Object Oriented Design - Spring 2016

Project #1 - Lexical Scanner

Version 1.5,
Due Date: Tuesday February 9th

Purpose:

The first two projects this Spring focus on building software tools for code analysis. We will emphasize C++ code but want our tools to be easily extendable to other similar languages like C# and Java.

Code analysis consists of extracting lexical content from source code files, analyzing the code's syntax from its lexical content, and building an Abstract Syntax Tree (AST) that holds the results of our analysis. It is then fairly easy to build several backends that can do further analyses on the AST to construct code metrics, search for particular constructs, or some other interesting features of the code.

You will find it useful to look at the Parsing blog for a brief introduction to parsing and code analysis.

In this first project we will build and test a lexical scanner in C++ that consists of two packages:

Requirements:

Your Scanner Solution:
  1. Shall use Visual Studio 2015 and its C++ Windows Console Projects, as provided in the ECS computer labs.
  2. Shall use the C++ standard library's streams for all I/O and new and delete for all heap-based memory management1.
  3. (2) Shall provide C++ packages for Tokenizing, collecting SemiExpressions, and a scanner interface, ITokCollection.
  4. (4) Shall provide a Tokenizer package that declares and defines a Toker class that implements the State Pattern2 with an abstract ConsumeState class and derived classes for collecting the following token types:
    • alphanumeric tokens
    • punctuator tokens
    • special one3 and two4 character tokens with defaults that may be changed by calling setSpecialSingleChars(string ssc) and/or setSpecialCharPairs(string scp).
    • C style comments returned as a single token
    • C++ style comments returned as a single token
    • quoted strings5
  5. (1) The Toker class, contained in the Tokenizer package, shall produce one token for each call to a member function getTok().
  6. (4) Shall provide a SemiExpression package that contains a class SemiExp used to retrieve collections of tokens by calling Toker::getTok() repeatedly until one of the SemiExpression termination conditions, below, is satisfied.
  7. (5) Shall terminate a token collection after extracting any of the single character tokens: semicolon, open brace, closed brace. Also on extracting newline if a "#" is the first character on that line. Also, the extraction of a single character token consisting of ":" if immediately preceeded by one of the tokens: "public", "protected", or "private".
  8. (2) Shall provide a facility providing rules to ignore certain termination characters under special circumstances. You are required to provide a rule to ignore the (two) semicolons within parentheses in a for(;;) expression6.
  9. (2) The SemiExp class Shall implement the interface ITokenCollection with a declared method get().
  10. (5) Shall include an automated unit test suite that exercises all of the special cases that seem appropriate for these two packages7.

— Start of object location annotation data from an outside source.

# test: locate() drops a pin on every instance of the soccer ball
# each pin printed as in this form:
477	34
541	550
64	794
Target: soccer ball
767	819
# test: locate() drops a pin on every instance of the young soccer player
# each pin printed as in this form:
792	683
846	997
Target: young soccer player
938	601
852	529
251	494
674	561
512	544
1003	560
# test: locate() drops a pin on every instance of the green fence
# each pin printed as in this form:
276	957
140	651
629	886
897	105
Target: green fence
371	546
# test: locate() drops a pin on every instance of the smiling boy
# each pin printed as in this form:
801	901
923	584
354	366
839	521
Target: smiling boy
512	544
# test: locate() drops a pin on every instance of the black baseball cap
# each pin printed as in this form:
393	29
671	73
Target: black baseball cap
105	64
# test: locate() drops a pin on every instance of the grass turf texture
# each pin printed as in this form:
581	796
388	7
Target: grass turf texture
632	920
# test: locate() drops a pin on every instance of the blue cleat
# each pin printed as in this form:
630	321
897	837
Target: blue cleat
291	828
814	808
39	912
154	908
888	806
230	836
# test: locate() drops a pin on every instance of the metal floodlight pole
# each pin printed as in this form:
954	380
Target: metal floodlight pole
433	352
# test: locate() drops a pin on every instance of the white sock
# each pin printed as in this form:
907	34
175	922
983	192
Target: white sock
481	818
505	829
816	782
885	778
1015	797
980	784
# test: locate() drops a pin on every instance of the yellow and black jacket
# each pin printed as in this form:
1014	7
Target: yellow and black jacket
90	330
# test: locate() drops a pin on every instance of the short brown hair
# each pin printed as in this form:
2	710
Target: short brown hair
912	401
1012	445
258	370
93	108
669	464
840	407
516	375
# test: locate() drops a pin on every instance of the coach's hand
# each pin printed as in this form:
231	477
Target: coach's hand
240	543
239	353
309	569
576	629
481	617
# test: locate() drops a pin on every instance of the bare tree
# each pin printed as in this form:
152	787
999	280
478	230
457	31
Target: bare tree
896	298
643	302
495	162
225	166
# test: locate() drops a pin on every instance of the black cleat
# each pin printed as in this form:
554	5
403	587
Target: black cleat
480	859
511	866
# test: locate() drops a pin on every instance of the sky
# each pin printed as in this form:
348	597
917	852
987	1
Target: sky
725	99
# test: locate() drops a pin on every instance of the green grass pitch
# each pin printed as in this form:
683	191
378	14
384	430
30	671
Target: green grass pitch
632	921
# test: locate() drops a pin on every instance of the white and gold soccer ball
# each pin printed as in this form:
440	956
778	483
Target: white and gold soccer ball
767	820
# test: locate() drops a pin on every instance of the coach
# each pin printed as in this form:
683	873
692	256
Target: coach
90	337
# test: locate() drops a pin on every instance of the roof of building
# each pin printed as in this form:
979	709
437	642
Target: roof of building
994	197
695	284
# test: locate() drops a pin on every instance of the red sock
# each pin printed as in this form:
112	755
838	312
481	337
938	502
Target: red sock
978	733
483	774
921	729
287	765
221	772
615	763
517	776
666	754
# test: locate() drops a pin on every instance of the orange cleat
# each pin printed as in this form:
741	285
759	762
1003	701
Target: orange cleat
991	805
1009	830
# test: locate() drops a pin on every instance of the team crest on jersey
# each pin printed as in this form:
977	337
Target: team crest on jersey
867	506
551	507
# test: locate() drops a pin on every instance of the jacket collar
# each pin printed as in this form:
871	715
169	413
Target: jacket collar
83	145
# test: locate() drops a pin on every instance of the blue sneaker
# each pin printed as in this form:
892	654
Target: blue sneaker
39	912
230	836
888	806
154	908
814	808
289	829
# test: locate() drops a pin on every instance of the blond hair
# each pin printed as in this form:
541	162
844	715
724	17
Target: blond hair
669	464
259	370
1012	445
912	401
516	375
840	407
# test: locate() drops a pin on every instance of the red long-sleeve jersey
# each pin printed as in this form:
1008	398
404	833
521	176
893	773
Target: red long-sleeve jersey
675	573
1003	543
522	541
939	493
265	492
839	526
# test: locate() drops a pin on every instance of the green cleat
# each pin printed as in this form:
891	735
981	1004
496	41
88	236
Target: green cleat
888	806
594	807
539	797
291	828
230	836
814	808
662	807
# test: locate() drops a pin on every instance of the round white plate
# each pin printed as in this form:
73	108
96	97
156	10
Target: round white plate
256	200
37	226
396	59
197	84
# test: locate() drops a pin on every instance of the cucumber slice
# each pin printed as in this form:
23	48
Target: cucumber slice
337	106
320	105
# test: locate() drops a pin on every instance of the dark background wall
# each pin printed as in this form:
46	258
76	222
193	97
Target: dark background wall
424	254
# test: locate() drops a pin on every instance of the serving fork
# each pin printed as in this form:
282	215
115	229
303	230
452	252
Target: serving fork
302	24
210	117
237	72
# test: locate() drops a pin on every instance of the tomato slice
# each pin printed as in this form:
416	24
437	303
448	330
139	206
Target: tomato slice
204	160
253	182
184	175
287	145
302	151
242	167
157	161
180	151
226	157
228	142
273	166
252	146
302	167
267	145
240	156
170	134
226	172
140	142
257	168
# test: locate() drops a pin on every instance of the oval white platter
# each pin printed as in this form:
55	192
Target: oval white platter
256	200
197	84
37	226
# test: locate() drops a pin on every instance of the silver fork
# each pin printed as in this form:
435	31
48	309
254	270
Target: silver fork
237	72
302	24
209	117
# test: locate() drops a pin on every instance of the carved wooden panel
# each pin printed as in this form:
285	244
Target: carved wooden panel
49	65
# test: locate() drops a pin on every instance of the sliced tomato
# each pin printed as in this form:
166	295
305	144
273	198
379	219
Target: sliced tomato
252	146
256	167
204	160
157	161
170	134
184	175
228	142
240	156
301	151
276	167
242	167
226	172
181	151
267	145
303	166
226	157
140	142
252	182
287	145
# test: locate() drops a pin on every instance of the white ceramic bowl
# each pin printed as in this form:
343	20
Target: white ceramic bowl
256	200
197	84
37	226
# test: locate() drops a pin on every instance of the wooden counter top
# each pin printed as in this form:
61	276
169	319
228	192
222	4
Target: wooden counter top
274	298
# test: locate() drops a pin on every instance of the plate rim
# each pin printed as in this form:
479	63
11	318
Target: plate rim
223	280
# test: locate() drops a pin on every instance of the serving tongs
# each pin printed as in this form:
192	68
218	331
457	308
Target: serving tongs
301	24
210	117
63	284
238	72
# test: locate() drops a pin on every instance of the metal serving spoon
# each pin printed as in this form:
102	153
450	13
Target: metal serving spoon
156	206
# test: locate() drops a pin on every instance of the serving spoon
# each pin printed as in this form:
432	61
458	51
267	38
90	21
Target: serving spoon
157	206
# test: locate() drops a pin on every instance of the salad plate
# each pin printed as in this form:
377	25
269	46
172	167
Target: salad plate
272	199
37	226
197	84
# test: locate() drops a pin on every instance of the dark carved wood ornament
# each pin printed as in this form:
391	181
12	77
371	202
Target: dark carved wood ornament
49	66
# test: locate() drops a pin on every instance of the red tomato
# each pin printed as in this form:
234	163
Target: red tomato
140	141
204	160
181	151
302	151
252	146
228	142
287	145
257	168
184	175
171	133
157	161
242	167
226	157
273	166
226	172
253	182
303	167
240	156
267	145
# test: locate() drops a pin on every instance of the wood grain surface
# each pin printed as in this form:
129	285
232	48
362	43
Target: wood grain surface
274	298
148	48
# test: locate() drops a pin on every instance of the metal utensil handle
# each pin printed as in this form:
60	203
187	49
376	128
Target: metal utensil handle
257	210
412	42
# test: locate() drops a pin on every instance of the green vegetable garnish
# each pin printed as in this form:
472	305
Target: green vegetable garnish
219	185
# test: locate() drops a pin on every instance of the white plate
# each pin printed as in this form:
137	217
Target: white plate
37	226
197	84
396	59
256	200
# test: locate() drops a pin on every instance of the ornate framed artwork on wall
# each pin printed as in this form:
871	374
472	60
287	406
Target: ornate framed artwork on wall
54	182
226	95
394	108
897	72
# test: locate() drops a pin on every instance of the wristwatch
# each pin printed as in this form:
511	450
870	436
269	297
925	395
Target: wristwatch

  1. That means that you are not allowed to use any of the C language I/0, e.g., printf, scanf, etc, nor the C memory management, e.g., calloc, malloc, or free.
  2. https://en.wikipedia.org/wiki/State_pattern
  3. Special one character tokens: <, >, [, ], (, ), {, }, :, =, +, -, *, \n
  4. Special two character tokens: <<, >>, ::, ++, --, ==, +=, -=, *=, /=
  5. "abc" becomes the token abc and the outer quotes are discarded. "\"abc\"" becomes the token "abc" with the outer quotes discarded.
  6. This will be discussed in class.
  7. This is in addition to the construction tests you include as part of every package you submit.

What you need to know:

In order to successfully meet these requirements you will need to know:
  1. Basics of the C++ language: http://CppReference.com
  2. How to implement a simple class hierarchy. This will be covered briefly in lecture #3 and in more detail later.
  3. The STL Containers.
  4. How to use Visual Studio. We will discuss this in one of the Help Sessions.